So wie Haniel verwenden viele Unternehmen SAP-Programme für die Personaldatenverwaltung und zur Lohnabrechnung. Der Einsatz von IT-Werkzeugen erfolgt nicht nur, um Personalprozesse effizienter abzuwickeln, sondern auch, weil Personalabteilungen heute sehr viel mehr tun sollen, als nur die Auszahlung der Gehälter zu organisieren. Talent-Management und Nachfolgeplanung sind in Zeiten knapper werdender Arbeitsmärkte überlebenswichtig für die Betriebe. Richtige Personalentscheidungen sichern nicht zuletzt auch die Zukunft des Unternehmen. "Wir nehmen aktiv an der Unternehmensentwicklung teil, denn die Menschen sind es, die ein Unternehmen erfolgreich machen", sagt Prochaska.
Eigengewächse an die Spitze
Um gute Mitarbeiter noch besser zu machen und Spitzenpositionen mit Eigengewächsen besetzen zu können, statt sie teuer zu rekrutieren, setzt Haniel auf vielfältige Maßnahmen: Intern werden offene Stellen über ein Intranet kommuniziert, der Konzern fördert aktiv, dass sich Mitarbeiter über Unternehmensbereiche hinweg bewerben. Damit trotz der Komplexität des Konzerns in Duisburg nicht aus dem Blick gerät, wer wo mit welcher Qualifikation sitzt oder sitzen könnte, werden alle Be- und Versetzungsprozesse auf Grundlage der brettharten Logik des SAP-Backbones abgewickelt und dokumentiert. "Hier haben wir alle Informationen, die wir im Lifecycle eines Mitarbeiters brauchen, auf einer Plattform integriert", sagt Peter Sticksel, Haniels Head of Management Development.

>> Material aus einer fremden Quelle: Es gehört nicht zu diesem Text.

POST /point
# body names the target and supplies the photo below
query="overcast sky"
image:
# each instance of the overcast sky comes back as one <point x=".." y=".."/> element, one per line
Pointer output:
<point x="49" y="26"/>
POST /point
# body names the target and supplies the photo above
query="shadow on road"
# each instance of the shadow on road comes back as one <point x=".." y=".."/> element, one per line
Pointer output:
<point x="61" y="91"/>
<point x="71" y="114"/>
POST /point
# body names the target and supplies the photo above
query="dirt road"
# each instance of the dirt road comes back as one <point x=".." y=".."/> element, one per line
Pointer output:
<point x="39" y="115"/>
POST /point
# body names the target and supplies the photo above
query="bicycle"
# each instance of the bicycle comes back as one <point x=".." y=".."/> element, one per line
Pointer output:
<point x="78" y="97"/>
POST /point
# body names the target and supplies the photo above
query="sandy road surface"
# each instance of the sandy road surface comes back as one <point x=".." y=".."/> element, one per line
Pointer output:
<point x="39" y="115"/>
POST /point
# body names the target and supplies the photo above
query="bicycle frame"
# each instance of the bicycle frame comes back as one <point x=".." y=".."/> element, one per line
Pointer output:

SAP taugt als Datengrundlage für die Personalprozesse, stößt als Anwendung allerdings wegen der dünnen Auswertungs- und Suchmöglichkeiten bei den strategischen Aufgaben, die die Personaler erledigen müssen, schnell an Grenzen. Diese Lücke nutzen Software-Anbieter wie Executrack, die ihre Talent-Management-Lösungen mit sehr viel großzügigeren grafischen Bedienhilfen und Suchfunktionen ausstatten. "Die durchaus gängige Kombination von SAP HR im administrativen HR-Management und spezialisierten Lösungen wie ETWeb von Stepstone im strategischen Bereich kommt für uns allerdings nicht in Frage", sagt Markus Persing, Programmleiter HR-IT bei Haniel. "Wir verfolgen den Ansatz, alle HR-Geschäftsprozesse auf einer integrierten Plattform anzubieten, was bei einem zentralen Konzernsystem ratsam ist. Dabei setzen wir auf SAP, das durch die strategische Partnerschaft mit Nakisa in der Visualisierung von HR-Prozessen entscheidend aufholen konnte." Eine Software wie ETWeb oder ähnliche Lösungen an das SAP-Backbone zu koppeln erschien dem Haniel-HR-Team zu teuer und zu aufwendig.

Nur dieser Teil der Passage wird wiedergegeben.